Monday, December 27, 2004

We want to believe

Babies thrown from incubators, the sequel.

In all of Iraq, Jumana Hanna was the bravest witness to the horror of Saddam's regime, telling the Americans of torture, rape, and mass murder. In Washington, Hanna became a potent symbol of Iraqi liberation, and the Bush administration brought Hanna and her children to the United States for their protection.

[...]

Hanna became a symbol of survival, of the indomitability of the human spirit in one of the most repressive states in modern history. "I've been in seventy countries and taken testimony about many atrocities—including right after My Lai," said Donald Campbell, a New Jersey superior court judge who served as the coalition's top judicial advisor. "And I have to tell you that I found her story to be the most compelling and tragic I've ever heard."

Her case was given top priority by Bernard Kerik, the former New York City police commissioner who was in Iraq as senior policy advisor at the interior ministry; he assigned two military investigators to look into her claims. Their investigation lasted four months. Having heard her description of the prison concealed behind the Baghdad Police Academy, with its dead tree stumps still trussed with barbed wire for yoking and raping women prisoners, Kerik went to see for himself. "To be physically there, to look at the barbed wire that was hooked into the trees, to think about the stories she told and then actually see the devices they used . . ." He paused. "It was sickening."

[...]

The two young men were ill-prepared for the job in many ways. "I was overwhelmed," says Dryden. "I was so misinformed about what the crimes were. I was told it was a rape case, but I never imagined it would be rape, sodomy, physical and sexual torture. I never imagined so many suspects and so many victims. When I met her and heard her story directly, I couldn't believe she was in front of me. But she always smiled. I think the only thing she cared about was whether we were comfortable."

The logistics of the investigation were also a nightmare. "They all told me how high-profile and important this case was," Dryden said. "Paul Bremer, he wanted something done. Bernie Kerik, he tells me how important the job is: 'Get it done.' "

They were given few resources—not even a shovel or a backhoe with which to exhume the bodies that Hanna said lay buried in the prison yard. Frustrated, the two men started digging up the ground with a metal bowl. By the time they finally rounded up an excavation team, the water and sewer mains had burst, flooding the area and making further excavation difficult.

[...]

I'd been a reporter for twenty-five years and considered myself a professional skeptic, yet I'd been duped. I consoled myself with the thought that I was in good company. If I'd been duped, so had the Pentagon, the Coalition Provisional Authority, and one of the nation's most esteemed newspapers.

[...]

Perhaps if American officials had been more knowledgeable about Middle Eastern culture, they would have questioned her claim about her husband's heritage.

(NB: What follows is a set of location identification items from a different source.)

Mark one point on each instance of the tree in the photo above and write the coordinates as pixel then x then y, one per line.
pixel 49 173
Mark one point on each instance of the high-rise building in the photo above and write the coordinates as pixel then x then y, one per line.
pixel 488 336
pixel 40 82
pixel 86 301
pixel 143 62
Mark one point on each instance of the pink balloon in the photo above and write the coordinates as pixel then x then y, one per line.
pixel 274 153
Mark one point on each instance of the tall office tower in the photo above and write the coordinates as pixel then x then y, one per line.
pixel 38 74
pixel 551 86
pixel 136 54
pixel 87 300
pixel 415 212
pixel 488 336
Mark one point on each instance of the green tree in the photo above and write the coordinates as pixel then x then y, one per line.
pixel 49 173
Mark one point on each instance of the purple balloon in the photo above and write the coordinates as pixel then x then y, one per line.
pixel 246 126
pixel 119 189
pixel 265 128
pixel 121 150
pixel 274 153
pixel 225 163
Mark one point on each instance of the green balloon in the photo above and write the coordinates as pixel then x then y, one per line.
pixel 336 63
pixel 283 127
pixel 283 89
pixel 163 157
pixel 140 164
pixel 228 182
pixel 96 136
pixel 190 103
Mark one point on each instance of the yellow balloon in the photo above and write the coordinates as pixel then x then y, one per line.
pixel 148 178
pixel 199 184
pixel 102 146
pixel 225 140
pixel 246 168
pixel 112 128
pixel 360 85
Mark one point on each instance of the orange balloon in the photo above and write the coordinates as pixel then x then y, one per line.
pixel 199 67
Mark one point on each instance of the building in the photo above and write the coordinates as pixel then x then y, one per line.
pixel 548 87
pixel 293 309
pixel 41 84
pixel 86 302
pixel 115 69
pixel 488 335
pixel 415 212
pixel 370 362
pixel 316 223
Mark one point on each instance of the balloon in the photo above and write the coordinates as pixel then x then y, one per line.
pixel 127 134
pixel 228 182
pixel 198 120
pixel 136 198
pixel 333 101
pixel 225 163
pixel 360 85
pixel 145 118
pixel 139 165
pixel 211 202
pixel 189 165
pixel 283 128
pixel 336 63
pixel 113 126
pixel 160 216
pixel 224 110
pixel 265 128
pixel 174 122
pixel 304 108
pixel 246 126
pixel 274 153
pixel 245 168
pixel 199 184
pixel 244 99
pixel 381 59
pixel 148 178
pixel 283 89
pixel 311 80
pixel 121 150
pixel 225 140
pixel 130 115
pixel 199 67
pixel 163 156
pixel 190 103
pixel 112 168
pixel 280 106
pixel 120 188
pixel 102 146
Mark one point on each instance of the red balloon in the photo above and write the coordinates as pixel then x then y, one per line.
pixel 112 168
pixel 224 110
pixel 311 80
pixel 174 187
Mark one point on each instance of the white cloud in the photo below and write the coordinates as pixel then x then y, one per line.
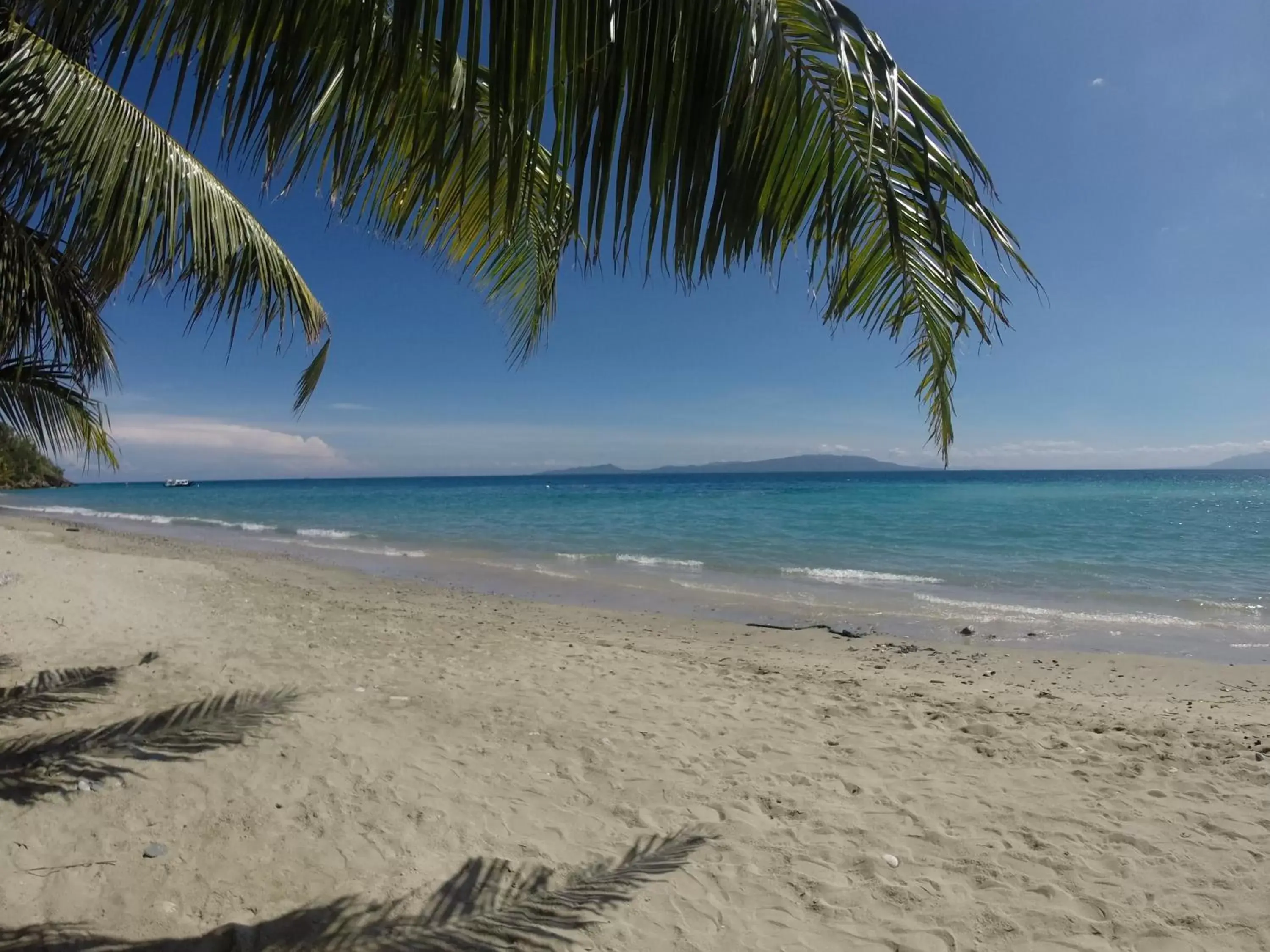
pixel 205 435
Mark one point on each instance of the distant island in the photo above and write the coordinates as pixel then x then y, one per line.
pixel 1248 461
pixel 23 466
pixel 814 462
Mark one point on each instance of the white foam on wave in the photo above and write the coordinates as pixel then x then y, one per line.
pixel 858 577
pixel 552 573
pixel 93 513
pixel 999 611
pixel 656 560
pixel 802 600
pixel 365 550
pixel 1241 607
pixel 244 526
pixel 141 517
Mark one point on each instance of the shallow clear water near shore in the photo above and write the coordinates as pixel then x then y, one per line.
pixel 1170 563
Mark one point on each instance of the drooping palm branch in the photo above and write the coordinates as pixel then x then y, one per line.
pixel 487 907
pixel 40 765
pixel 113 192
pixel 699 135
pixel 50 404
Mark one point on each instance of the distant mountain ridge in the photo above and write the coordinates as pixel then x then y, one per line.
pixel 809 462
pixel 1246 461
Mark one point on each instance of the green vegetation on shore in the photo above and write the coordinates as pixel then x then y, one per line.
pixel 23 466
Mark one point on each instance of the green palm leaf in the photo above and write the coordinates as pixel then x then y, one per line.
pixel 47 403
pixel 111 191
pixel 695 135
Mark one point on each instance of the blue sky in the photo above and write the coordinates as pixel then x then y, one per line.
pixel 1128 141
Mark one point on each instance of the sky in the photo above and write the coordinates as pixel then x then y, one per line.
pixel 1129 145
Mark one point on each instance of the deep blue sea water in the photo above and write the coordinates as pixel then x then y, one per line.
pixel 1182 558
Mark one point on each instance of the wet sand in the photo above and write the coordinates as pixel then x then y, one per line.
pixel 1033 801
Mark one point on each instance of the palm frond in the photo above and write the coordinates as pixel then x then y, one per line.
pixel 49 404
pixel 696 135
pixel 51 313
pixel 39 765
pixel 116 192
pixel 55 691
pixel 487 907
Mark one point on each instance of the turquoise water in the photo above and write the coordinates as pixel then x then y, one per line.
pixel 1183 555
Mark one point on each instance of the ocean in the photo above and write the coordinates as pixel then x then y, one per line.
pixel 1173 563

His name provided a clue: Haytham Jamil Anwar is an Arabic name, not an Indian name. He was, according to numerous Iraqis who knew Hanna, an Iraqi Arab—a simple fact that undermines the very premise of her story. But the American investigators never talked to any Iraqi citizens about Hanna. Dryden and Mejia were so isolated in the Green Zone that they couldn't do basic detective work. They didn't even have a car.

"I don't think the U. S. did much to verify her story," Judge Campbell told me in September, when I called him to discuss what I was learning. "Once the Washington Post article came out, we treated it as gospel. We were skeptical; as lawyers, we are always skeptical. But once the investigators looked me in the eye and said they believed her story, I accepted it. Nevertheless, they were young men, not seasoned investigators."

[...]

Iraq, the context for her amazing story, was an astonishment of human cruelty. That is why her story was so terribly believable. She was telling a larger truth. And the American government, out of sincere altruism or rank political opportunism, responded to this truth. Even if it wasn't her truth. Even if it was, in fact, a mirage. Even if she was, after all, a liar.

[...]

Read the whole Esquire article. It's amazing for the number of claims this woman made which could have easily been confirmed or disproven, but weren't even checked out. It was a great PR story for ousting the devil Hussein.